Let's say I want to set date, language, title and description:

<fo:declarations xmlns:fo="http://www.w3.org/1999/XSL/Format" xmlns:pdfaid="http://www.aiim.org/pdfa/ns/id/" 
  xmlns:dc="http://purl.org/dc/elements/1.1/" xmlns:rdf="http://www.w3.org/1999/02/22-rdf-syntax-ns#"  xml:lang="de">
    <x:xmpmeta xmlns:x="adobe:ns:meta/" id="hc_meta">
        <rdf:RDF>
            <rdf:Description xmlns:xmp="http://ns.adobe.com/xap/1.0/" rdf:about="">
                <xmp:CreatorTool>hx</xmp:CreatorTool>
                <dc:language>
                    <rdf:Bag>
                        <rdf:li>de</rdf:li>
                    </rdf:Bag>
                </dc:language>
                <dc:title>
                    <rdf:Alt>
                        <rdf:li xml:lang="de">Schrieb 2016-003 - Dings AG</rdf:li>
                    </rdf:Alt>
                </dc:title>
                <dc:creator>
                    <rdf:Seq>
                        <rdf:li>hxxxdingens Consulting GmbH, Rodger Moore</rdf:li>
                    </rdf:Seq>
                </dc:creator>
                <dc:description>
                    <rdf:Alt>
                        <rdf:li xml:lang="de">Schrieb 2016-003 - Dings AG XXX R 7 99 3 - 2016-06-30 (2016:06:30)</rdf:li>
                    </rdf:Alt>
                </dc:description>
                <dc:date>
                    <rdf:Seq>
                        <rdf:li>2016:06:30</rdf:li>
                    </rdf:Seq>
                </dc:date>
            </rdf:Description>
        </rdf:RDF>
    </x:xmpmeta>
</fo:declarations>

Then the output will not conform:

$ java -jar ~/prog/hcbriefe/preflight-app-2.0.2.jar test_1.pdf
The file test_1.pdf is not valid, error(s) :
7.2 : Error on MetaData, Title present in the document catalog dictionary can't be found in XMP information (Property is not defined)
7.2 : Error on MetaData, Subject present in the document catalog dictionary can't be found in XMP information (Subject not found in XMP (dc:description["x-default"] not found))

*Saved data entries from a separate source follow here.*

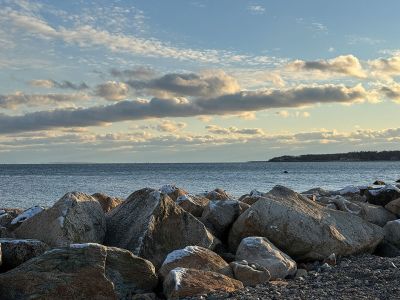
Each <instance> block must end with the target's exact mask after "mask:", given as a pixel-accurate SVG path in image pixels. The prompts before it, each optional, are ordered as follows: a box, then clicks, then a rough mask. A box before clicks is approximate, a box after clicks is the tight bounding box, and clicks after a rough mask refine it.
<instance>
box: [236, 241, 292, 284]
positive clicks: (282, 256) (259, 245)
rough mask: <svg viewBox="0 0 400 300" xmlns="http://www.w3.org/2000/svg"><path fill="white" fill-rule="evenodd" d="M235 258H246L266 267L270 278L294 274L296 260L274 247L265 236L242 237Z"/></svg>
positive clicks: (238, 259)
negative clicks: (270, 277)
mask: <svg viewBox="0 0 400 300" xmlns="http://www.w3.org/2000/svg"><path fill="white" fill-rule="evenodd" d="M236 260H246V261H247V262H249V263H250V264H257V265H259V266H262V267H264V268H266V269H267V270H268V271H269V273H270V275H271V278H272V279H278V278H280V279H284V278H286V277H287V276H291V275H294V274H296V270H297V265H296V262H295V261H294V260H293V259H291V258H290V257H289V256H288V255H286V254H285V253H283V252H282V251H280V250H279V249H278V248H276V247H275V246H274V245H273V244H272V243H271V242H270V241H269V240H268V239H267V238H263V237H247V238H244V239H243V240H242V241H241V242H240V245H239V247H238V249H237V251H236Z"/></svg>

But when I call exiftool to set title and description on the PDF, it will pass this test:

$ cp test_1.pdf test_1mod.pdf
$ exiftool -title="Schrieb 2016-003 - Dings AG" \
  -description="Schrieb 2016-003 - Dings AG XXX R 7 99 3 - 2016-06-30 (2016:06:30)" \
   test_1mod.pdf
    1 image files updated

$ java -jar ~/prog/hcbriefe/preflight-app-2.0.2.jar test_1mod.pdf
The file test_1mod.pdf is a valid PDF/A-1b file

What do I have to put in the fo metadata to make it conforming out-of-the-box or straight out of FOP?


Solution

  • After some comparing I found out. The language in the description and title elements may not be set to de but must be set to x-default like

          ...
          <dc:title>
              <rdf:Alt>
                  <rdf:li xml:lang="x-default">Schrieb 2016-003 - Dings AG</rdf:li>
              </rdf:Alt>
          </dc:title>
          ...
          <dc:description>
              <rdf:Alt>
                  <rdf:li xml:lang="x-default">Schrieb 2016-003 - Dings AG XXX R 7 99 3 - 2016-06-30 (2016:06:30)</rdf:li>
              </rdf:Alt>
          </dc:description>
          <dc:date>
    <!-- some validators will complain if date has : instead of - !! -->
              <rdf:Seq>
                  <rdf:li>2016-06-30</rdf:li>
              </rdf:Seq>
          </dc:date>
          ...
    

    Then it will pass the pdfbox preflight test.

    Additionally, date must have - separators between y, m, d to conform with the online pdf-tools.com validator.